Luc Dupont sah uns argwöhnisch an: »Woher wissen Sie das? Was hat das mit dem Mord zu tun.«
Ich ignorierte die Frage: »Ist die Feder da?«
»Ich … keine Ahnung. Soll ich nachsehen? Ist das wichtig?«
»Ja, sehr.«
»In Ordnung. Ich sehe gleich nach. Wollen Sie mich begleiten?«
Wir wollten. Luc rollte zur Wand und drückte auf einen verborgenen Knopf. Ein Teil der Verkleidung schwang zur Seite. Dahinter kam ein Aufzug zum Vorschein. Er öffnete das Scherengitter und rollte hinein. »Bitte. Der Platz reicht für uns alle.« Wir quetschten uns in den Aufzug. Luc Dupont schloss das Gitter und drückte den Knopf für die erste Etage. Ächzend und klopfend setzte sich der Fahrstuhl langsam in Bewegung. Dank meiner leichten Klaustrophobie schien die Fahrt ewig zu dauern. Schweiß rann meinen Rücken hinunter und kitzelte wie verrückt.
Das Erste, was in Henri Duponts Atelier auffiel, war: Ordnung. Jedes Ding hatte genau einen Platz, an dem es liegen durfte. Und dort lag es dann auch. Bis auf die Stahlfeder.

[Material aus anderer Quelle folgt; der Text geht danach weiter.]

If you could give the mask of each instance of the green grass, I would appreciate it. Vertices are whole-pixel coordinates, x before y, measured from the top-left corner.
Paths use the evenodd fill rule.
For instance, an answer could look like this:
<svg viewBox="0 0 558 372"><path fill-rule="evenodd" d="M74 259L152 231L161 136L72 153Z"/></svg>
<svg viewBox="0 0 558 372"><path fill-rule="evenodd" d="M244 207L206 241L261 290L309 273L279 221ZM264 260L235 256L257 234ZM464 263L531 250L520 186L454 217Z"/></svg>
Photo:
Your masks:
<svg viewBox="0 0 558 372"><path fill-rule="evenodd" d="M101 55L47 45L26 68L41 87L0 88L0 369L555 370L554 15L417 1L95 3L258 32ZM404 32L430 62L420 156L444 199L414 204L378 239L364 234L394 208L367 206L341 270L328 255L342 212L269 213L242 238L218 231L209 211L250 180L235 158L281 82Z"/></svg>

Die fehlte. Luc Dupont rollte ein wenig unbeholfen kreuz und quer durch den Raum auf der Suche nach der Feder. Wir unterstützen ihn, indem wir uns diejenigen Orte vornahmen, die für Mr. Dupont unerreichbar waren: unter Gestellen, auf Schränken und auf Regalen.
»Keine Feder«, hielt ich nach einer halben Stunde intensiver Suche fest.
»Was ist mit dieser Feder? Was hat das mit dem Mord an meinem Vater zu tun? Ich dachte, der Anschlag habe dem russischen Botschafter gegolten und mein Vater sei ein Zufallsopfer gewesen.«
Inzwischen saßen wir wieder im Salon.
»Es besteht die Möglichkeit, dass es sich genau andersherum verhält, Mr. Dupont.«
»Wollen Sie damit sagen, dass mein Vater Ziel des Anschlages gewesen ist?«
»Davon gehen wir aus.«
Luc Dupont sackte in seinem Rollstuhl zusammen. »Aber weshalb? Mein Vater wurde von allen gemocht. Er hat sein Leben lang nie jemandem Schaden zugefügt.«
»Genau das versuchen wir herauszufinden. Haben Sie nach dem Tod Ihres Vaters zufälligerweise einen Brief gefunden? Einen leeren Brief, auf dem nur der Name Ihres Vaters stand?«
Mr. Dupont blickte verwirrt: »Nein, warum?«
Swan seufzte: »Es gibt drei Morde, von denen wir glauben, dass sie mit demjenigen an Ihrem Vater zusammenhängen.« Swan umschiffte es elegant, das Thema Skriptoren beim Namen zu nennen.
»Wer sind die anderen Opfer?«, fragte Dupont.
»Thelma Carlyle, Audrey Lavalle und Charles Guldensteen«, zählte Danhazriel auf. »Kennen Sie sie?«
»Klar. Mein Vater pflegte mit ihnen allen losen Kontakt. Sie hatten alle mit dem Schreiben und mit Büchern zu tun. Ich kann mir beim besten Willen nicht vorstellen, weshalb jemand L…«, er zögerte. »Ich meine Lavalle, Carlyle, Guldensteen und meinen Vater umbringen sollte.«
Wir stellten Luc noch ein paar weitere Fragen. Wie bei den anderen Opfern ergaben sie keine neuen Anhaltspunkte. Frustriert und gereizt riefen wir eine Droschke und fuhren zurück in unsere Wohnung.

7
Danhazriel kam mit einem riesigen Tablett aus der Küche. Darauf standen verschiedene Töpfe, die einen Duft verströmten, der direkt mit meinen Geschmacksnerven interagierte. Ein Wunder, dass ich nicht wie ein Hund zu sabbern begann.
Während des Essens diskutierten wir die Fälle erneut eingehend. Ohne Resultat. Vielleicht halfen Zigarren und Rum? Wir entschieden, dass dies einen Versuch wert war, und zogen uns in den Salon zurück.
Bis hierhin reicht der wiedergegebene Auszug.